Oenothea put up an old table in the middle of the altar, and covered it with live
coals, and repaired a wine-cup that had cracked from age with warm pitch. Then she
drove in once more on the smoky wall a nail which had come away with the wooden
winecup when she took it down. Then she put on a square cloak, and laid an enormous
cooking-poton the hearth, and at the same time took off the meat-hooks with a fork a
bag which had in it some beans put by for use, and some very mouldy pieces of a
brain smashed into[p. 305] a thousand fragments. After unfastening the bag
she poured out some of the beans on the table, and told me to shell them carefully.
I obeyed orders, and my careful fingers parted the kernels from their dirty covering
of shell. But she reproved me for laziness, snatched them up in a hurry, tore off
the shells with her teeth in a moment, and spat them on to the ground like the empty
husks of flies. . .
I marvelled at the resources of poverty, and the art displayed in each particular.

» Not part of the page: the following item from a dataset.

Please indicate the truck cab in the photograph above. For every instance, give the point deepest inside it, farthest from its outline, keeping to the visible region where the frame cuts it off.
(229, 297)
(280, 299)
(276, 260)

'No Indian ivory set in gold shone here, the earth did not gleam with marble now
trodden upon and mocked for the gifts she gave, but the grove of Ceres on her
holiday was set round with hurdles of willow twigs and fresh cups of clay shaped by
a quick turn of the lowly wheel. There was a vessel for soft honey, and wicker-work
plates of pliant bark, and a jar dyed with the blood of Bacchus. And the wall round
was covered with light chaff and spattered mud; on it hung rows of rude nails and
slim stalks of green rushes. Besides this, the little cottage roofed with smoky
beams preserved their goods, the soft service-berries hung entwined in fragrant
wreaths, and dried savory and bunches of raisins; such a hostess was here as was
once on Athenian soil, worthy of the worship of Hecale,1
of whom the Muse testified for all ages to adore her, in the years when the poet of
Cyrene sang.'
1 Hecale was a poor woman who entertained Theseus. The poet Callimachus (a native of Cyrene, founded by Aristotle of Thera, called Battus) wrote a famous epic called after her.